In 1975, Lady Diana Spencer accepted her title when her father inherited his title of Earl Spencer. On July 29, 1981, after a courtship that began in 1977, Lady Diana Spencer married Prince Charles, who was 13 years Diana’s senior.
She was one of the most beloved members of the British royal family and was widely known as “the people’s princess”. The royal couple had two sons, Prince William (William Arthur Philip Louis), heir to the throne, born in June 1982, and Prince Harry (Henry Charles Albert David), born in September 1984.
After much turmoil – both privately and in the public eye – Diana and Charles divorced in 1996. On August 31, 1997, 36-year-old Princess Diana died of her injuries following a a car accident in Paris, France.
Princess Diana was known for her sense of fashion and jewelry, her interest in popular culture, her humanitarian work and her diverse collections. Her clothes have been featured in charity auctions and her jewelry is part of the Crown Jewels collection.
She had a talent for both fun and fashion.
Princess Diana’s spectacular engagement ring is an 18k white gold ring. Adorned with a 12-carat oval Ceylon blue sapphire surrounded by 14 solitaire diamonds, handcrafted by Garrard, the British Crown jeweler. The ring was inspired by a brooch given to Queen Victoria by Prince Albert for their wedding in 1840.
Memories captured in the style of the 80s
High-end Princess Diana memorabilia typifies 1980s style. A few years ago, I had the chance to lecture with a high-ranking member of Princess Diana’s staff, Patrick Jephson, her former Chief of Staff. Jephson was privy to a lot of classified information about the princess – which he has not revealed – and was a kind colleague and fascinating gentleman. As we became friends, I asked him to tell me something about Princess Diana as a collector.
He suggested that she enjoyed collecting hand-painted Herend porcelain animal figurines from Hungary. Like any mother of active young boys, she kept the delicate figurines on display, but out of reach, in her private office in the living quarters of her Kensington Palace home.
This month, as we mark the 25th anniversary of the Princess’ untimely death, many collectors will be bringing items associated with Princess Diana to market. Diana-related collectibles continued to be among the most coveted items in the realm of the royal collection.
Objects run the gamut: Princess Diana paper dolls, costume jewelry tiaras inspired by Spencer’s tiara, Wedgwood jasper trinket boxes, porcelain dolls and figurines in her likeness, Charles and Diana’s keepsake engagement cups, photographs of the Princess dancing with actor John Travolta, autographed biographical books, a Princess Ty Inc. bonnet, royal wedding invitations, tickets to the 2007 Diana benefit concert, postage stamps, commemorative coins and more .
These coins will peak in interest and value during the summer of 2022 until the anniversary date of his death on August 31. The values of Princess Diana collectibles are expected to increase by 10% to 25% during this time. , collectors actively seeking to enrich their collections.
Buyers and sellers online will be ready to remember the “people’s princess” by swapping items relating to this royal figure that date from the 1970s, 1980s and 1990s.
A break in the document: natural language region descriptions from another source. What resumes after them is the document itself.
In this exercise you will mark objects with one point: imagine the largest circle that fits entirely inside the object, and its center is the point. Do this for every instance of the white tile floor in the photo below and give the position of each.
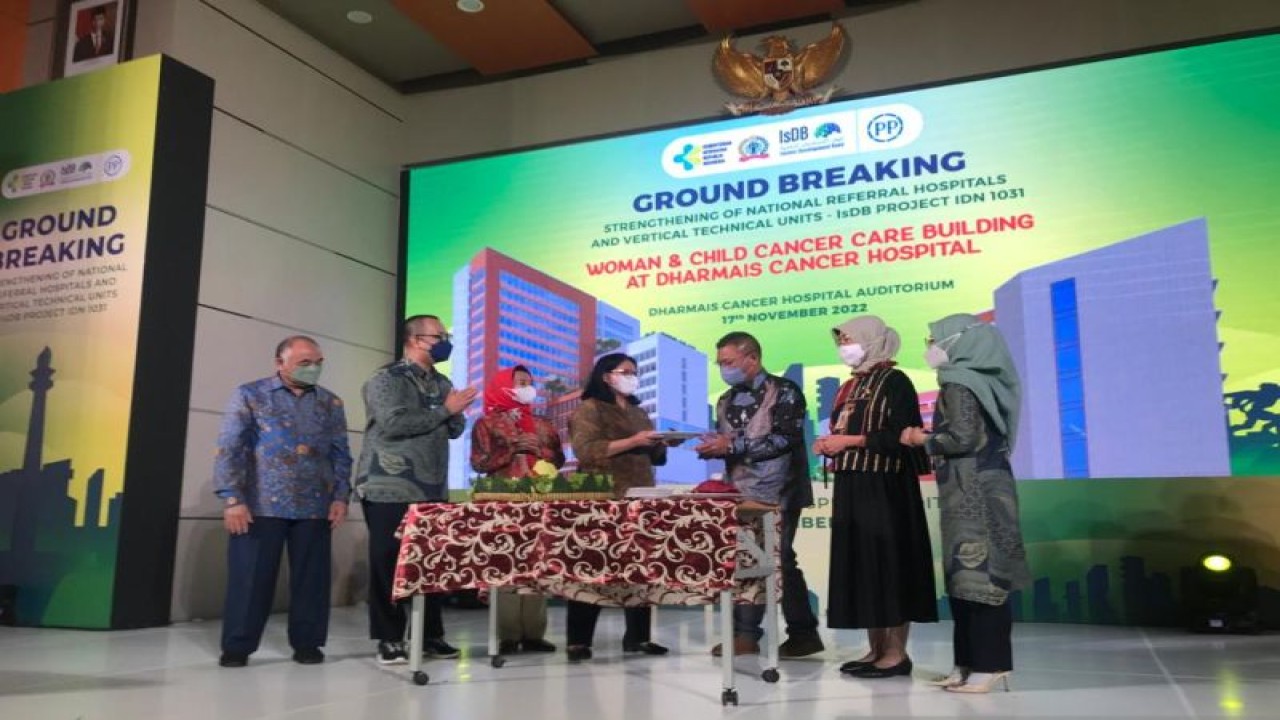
(1063, 671)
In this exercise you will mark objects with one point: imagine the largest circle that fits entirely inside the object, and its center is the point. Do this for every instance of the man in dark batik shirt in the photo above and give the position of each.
(760, 438)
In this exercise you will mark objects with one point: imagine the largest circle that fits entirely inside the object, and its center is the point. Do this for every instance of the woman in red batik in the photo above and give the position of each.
(507, 442)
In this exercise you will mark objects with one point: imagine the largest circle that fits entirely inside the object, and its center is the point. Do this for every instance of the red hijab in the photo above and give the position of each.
(498, 400)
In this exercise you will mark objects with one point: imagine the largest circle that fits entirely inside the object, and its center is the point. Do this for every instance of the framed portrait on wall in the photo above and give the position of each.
(91, 35)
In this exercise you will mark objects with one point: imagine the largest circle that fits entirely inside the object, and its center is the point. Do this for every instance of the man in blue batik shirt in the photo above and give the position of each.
(283, 473)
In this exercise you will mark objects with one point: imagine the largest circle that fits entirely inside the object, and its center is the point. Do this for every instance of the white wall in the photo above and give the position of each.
(904, 45)
(300, 237)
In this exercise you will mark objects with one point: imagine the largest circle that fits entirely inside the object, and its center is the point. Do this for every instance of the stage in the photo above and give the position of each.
(1063, 671)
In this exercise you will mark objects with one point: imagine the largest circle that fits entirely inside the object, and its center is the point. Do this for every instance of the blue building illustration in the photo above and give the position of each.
(1119, 359)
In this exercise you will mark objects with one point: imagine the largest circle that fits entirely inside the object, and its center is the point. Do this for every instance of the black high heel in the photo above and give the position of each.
(872, 671)
(645, 647)
(855, 665)
(577, 652)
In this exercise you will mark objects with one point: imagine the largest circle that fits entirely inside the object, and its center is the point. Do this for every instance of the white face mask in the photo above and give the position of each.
(853, 355)
(525, 395)
(626, 384)
(935, 356)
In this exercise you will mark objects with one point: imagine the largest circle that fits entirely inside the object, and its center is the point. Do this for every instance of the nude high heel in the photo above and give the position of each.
(1002, 678)
(956, 678)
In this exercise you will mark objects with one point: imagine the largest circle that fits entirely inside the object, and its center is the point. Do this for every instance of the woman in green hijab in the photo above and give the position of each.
(982, 545)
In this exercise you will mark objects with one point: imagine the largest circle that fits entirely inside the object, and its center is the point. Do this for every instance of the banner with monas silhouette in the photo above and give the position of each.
(101, 214)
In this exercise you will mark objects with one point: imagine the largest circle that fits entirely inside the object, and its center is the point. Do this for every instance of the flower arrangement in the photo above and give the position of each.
(544, 486)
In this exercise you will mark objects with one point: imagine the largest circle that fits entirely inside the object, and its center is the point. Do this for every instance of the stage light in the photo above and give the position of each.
(1216, 563)
(1220, 596)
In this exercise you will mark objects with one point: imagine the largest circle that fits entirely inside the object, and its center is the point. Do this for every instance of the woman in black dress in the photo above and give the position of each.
(881, 560)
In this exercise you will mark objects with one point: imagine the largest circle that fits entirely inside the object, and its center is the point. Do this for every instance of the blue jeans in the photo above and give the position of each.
(252, 565)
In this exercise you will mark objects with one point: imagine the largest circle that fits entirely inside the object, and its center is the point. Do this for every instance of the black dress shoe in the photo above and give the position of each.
(855, 665)
(307, 656)
(577, 654)
(536, 646)
(872, 671)
(645, 647)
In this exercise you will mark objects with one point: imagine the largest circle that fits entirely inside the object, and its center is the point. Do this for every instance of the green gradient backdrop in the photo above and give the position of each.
(1104, 150)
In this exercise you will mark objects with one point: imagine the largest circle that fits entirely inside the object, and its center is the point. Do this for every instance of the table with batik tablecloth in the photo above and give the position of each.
(620, 554)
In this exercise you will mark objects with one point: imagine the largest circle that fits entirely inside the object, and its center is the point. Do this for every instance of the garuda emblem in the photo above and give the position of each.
(782, 78)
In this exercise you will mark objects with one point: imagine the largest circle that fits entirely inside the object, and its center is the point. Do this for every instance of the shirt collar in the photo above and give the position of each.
(278, 383)
(754, 384)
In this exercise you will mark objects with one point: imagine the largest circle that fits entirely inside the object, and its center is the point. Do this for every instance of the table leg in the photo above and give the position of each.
(728, 695)
(415, 639)
(496, 657)
(771, 598)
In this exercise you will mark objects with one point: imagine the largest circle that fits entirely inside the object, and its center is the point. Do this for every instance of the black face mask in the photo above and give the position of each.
(440, 351)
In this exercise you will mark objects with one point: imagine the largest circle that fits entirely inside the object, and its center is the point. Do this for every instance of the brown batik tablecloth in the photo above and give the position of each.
(629, 552)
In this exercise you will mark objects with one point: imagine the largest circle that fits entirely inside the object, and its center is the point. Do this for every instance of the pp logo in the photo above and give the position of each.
(885, 127)
(113, 165)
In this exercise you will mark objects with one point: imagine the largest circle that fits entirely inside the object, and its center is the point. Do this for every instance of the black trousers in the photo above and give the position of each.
(252, 566)
(801, 623)
(387, 619)
(983, 636)
(580, 623)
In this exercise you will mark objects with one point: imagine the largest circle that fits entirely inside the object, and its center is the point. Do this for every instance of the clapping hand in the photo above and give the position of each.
(458, 400)
(526, 442)
(913, 437)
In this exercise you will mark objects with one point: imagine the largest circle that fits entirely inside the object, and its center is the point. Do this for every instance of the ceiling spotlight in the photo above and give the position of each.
(1216, 563)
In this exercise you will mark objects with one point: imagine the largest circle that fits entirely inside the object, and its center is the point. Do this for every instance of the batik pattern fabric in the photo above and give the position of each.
(621, 554)
(283, 455)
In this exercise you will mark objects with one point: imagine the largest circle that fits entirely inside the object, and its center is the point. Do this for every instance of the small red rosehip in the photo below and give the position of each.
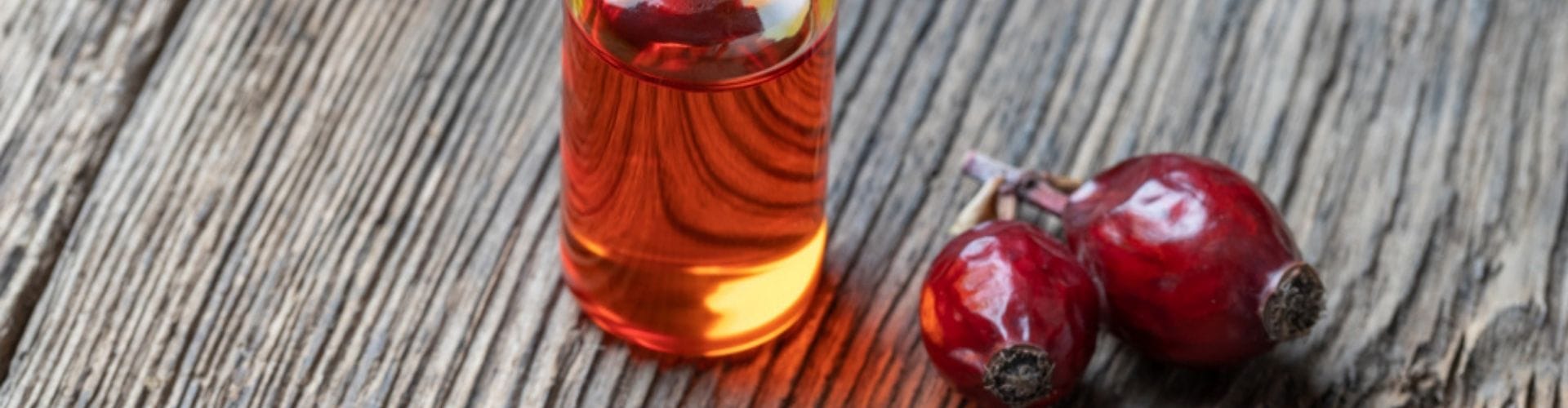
(1009, 316)
(1196, 265)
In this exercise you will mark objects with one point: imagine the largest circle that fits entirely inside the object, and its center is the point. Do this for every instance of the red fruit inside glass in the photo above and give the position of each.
(1196, 265)
(1009, 316)
(705, 44)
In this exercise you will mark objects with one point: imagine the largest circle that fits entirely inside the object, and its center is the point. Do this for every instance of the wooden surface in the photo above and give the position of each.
(353, 203)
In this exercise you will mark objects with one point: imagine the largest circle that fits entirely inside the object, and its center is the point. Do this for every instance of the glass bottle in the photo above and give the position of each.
(695, 162)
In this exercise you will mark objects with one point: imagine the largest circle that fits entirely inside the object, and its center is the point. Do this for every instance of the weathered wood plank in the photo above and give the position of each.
(69, 74)
(354, 203)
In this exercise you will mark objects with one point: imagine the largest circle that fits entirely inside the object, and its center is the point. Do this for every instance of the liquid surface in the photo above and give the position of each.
(693, 180)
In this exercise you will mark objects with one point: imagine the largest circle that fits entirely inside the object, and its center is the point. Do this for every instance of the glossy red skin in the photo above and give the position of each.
(1000, 285)
(1187, 251)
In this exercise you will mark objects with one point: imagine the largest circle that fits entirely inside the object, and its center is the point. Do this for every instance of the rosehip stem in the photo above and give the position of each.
(1045, 190)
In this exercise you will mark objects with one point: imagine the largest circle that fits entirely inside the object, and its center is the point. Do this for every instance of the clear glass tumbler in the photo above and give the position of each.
(695, 159)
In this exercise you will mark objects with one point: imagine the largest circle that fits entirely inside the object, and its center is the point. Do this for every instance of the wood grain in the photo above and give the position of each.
(69, 74)
(353, 203)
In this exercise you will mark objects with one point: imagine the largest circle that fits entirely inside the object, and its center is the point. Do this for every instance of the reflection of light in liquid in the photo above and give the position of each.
(763, 292)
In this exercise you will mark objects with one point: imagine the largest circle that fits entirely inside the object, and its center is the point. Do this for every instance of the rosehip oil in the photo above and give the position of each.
(693, 153)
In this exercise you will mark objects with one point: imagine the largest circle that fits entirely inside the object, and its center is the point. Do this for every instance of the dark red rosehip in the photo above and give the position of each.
(1009, 316)
(1196, 265)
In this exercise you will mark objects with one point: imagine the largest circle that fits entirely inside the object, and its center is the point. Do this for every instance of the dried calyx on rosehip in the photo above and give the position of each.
(1196, 265)
(1007, 314)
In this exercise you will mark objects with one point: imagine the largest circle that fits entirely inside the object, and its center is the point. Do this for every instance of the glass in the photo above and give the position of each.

Birthdays of all kinds always impact interest, especially in active royals and celebrity markets. This anniversary recalls the work of a late 20th century humanitarian and celebrity.
With a doctorate. from Penn State University, Lori Verderame is an award-winning antiques appraiser, author, and television personality who appeared on the History Channel’s hit show “The Curse of Oak Island.” She provides appraisal value information at DrLoriV.com and Youtube.com/DrLoriV or call 888-431-1010.